- Oak Hill
- U.S. National Register of Historic Places
- Nearest city: Linlithgo, New York
- Coordinates: 42°12′0″N 73°50′40″W﻿ / ﻿42.20000°N 73.84444°W
- Area: 200 acres (81 ha)
- Built: 1795
- Architectural style: Colonial Revival, Greek Revival, Federal
- NRHP reference No.: 79001573
- Added to NRHP: June 26, 1979

= Oak Hill (Linlithgo, New York) =

Historic house in New York, United States

Oak Hill is a historic estate located at Linlithgo in Columbia County, New York.

==History==
Oak Hill was built in 1793 by John Livingston, the twelfth of thirteen children born to Robert Livingston, third lord of Livingston Manor, and his wife Maria Thong (1711–1765), the granddaughter of Governor Rip Van Dam.

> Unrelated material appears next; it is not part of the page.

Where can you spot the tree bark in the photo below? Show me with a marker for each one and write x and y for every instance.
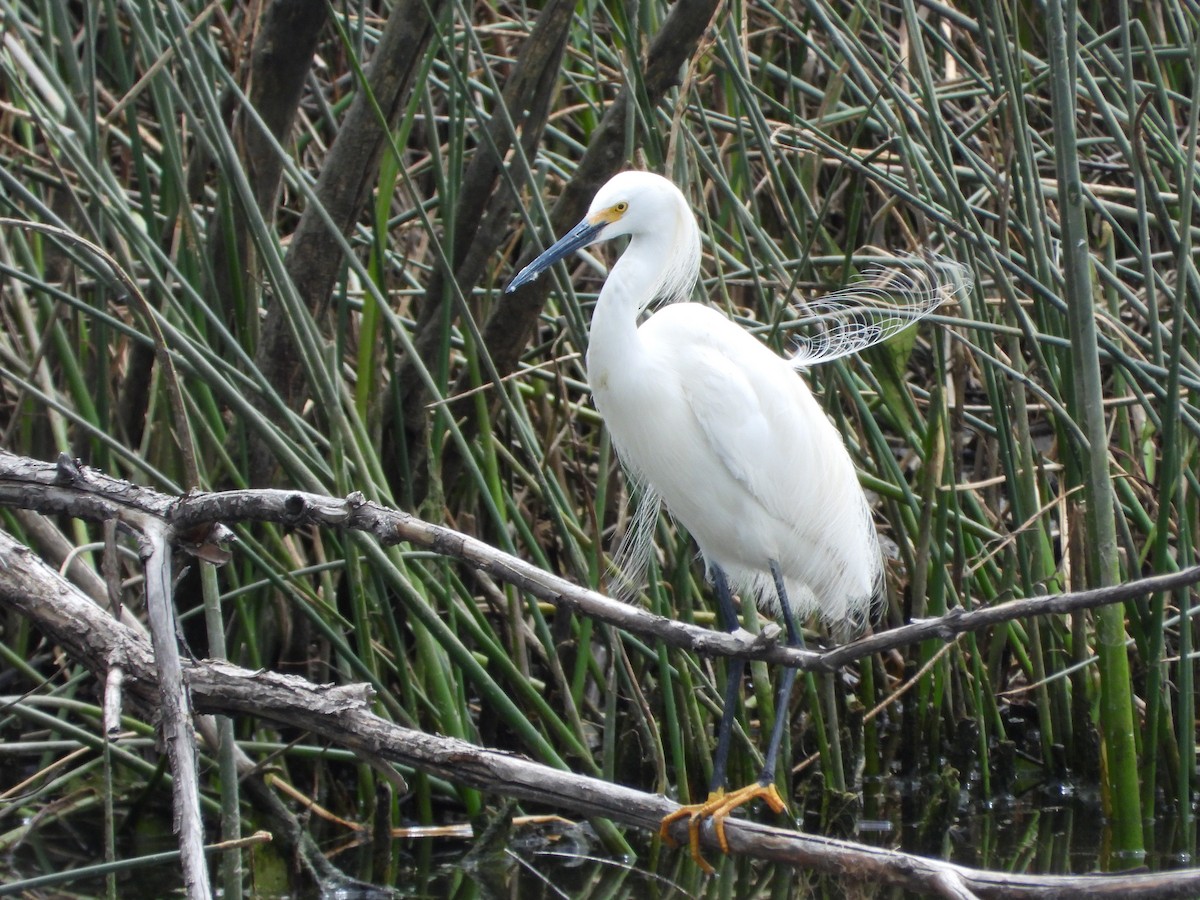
(341, 714)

John Livingston was born February 21, 1750, in New York. His father expected his sons to take their place as his business agents and, like his older brothers, John was educated accordingly. He engaged in land speculation on both sides of the Hudson. In 1788, he served as aide-de-camp to Brigadier General George Clinton.

In his will, Robert Livingston, who died in 1790, devised his land lying east of the Post Road to four of his sons, Walter, Robert C., Henry, and John, each receiving about 28,000 acres; each received also a part of the domain to the west of that road. Originally the land was covered with timber, principally pine and oak. John settled a little south of Johnstown, now known as Livingston, which was named after him, and there built the house afterwards occupied by Philip L. Hoffman, grandfather of the late Governor Hoffman; later it was the home of John's younger brother Hendrick "Henry" (1752–1823). After John sold that property to Mr. Hoffman he moved to Oak Hill. In 1787, John Livingston served as supervisor of the Town of Livingston.

John Livingston married Maria Ann Leroy, daughter of Jacob Leroy and Cornelia Rutgers. His second wife was his first cousin, Catherine (Livingston) Ridley, the daughter of his uncle William Livingston, and the widow of Matthew Ridley. The wedding took place in November 1796 at Government House (New York City), the then residence of Governor John Jay, who was married to Catherine's elder sister Sarah. Livingston died at his Oak Hill estate at the age of seventy-two on October 24, 1822, and is buried in the Linlithgo Reformed Church Cemetery.

The home remains in the Livingston family and is used as a wedding venue.

==Description==
John Livingston chose the northwest corner of Livingston Manor as the site for his house, and chose the location after climbing an Oak tree to witness the stunning views.

It is a 2 1/2-story, brick rectangular block with a smooth surface in the Federal style. Late-19th-century additions and alterations include the mansard roof and cornice, front porch, and kitchen wing. Also on the property are a carriage house (c. 1900), garage (c. 1924), two former equipment storage buildings (c. 1900), corncrib (c. 1900), and a small residence / carpentry shop (c. 1800). Also on the estate are a Colonial Revival style gatehouse (1900), the Caperus Cole house (1778) with later Greek Revival style details, a barn (1801), the Robert Evans house (c. 1890), Studley house (1780), and Gavigan house (c. 1890).

It was added to the National Register of Historic Places in 1979.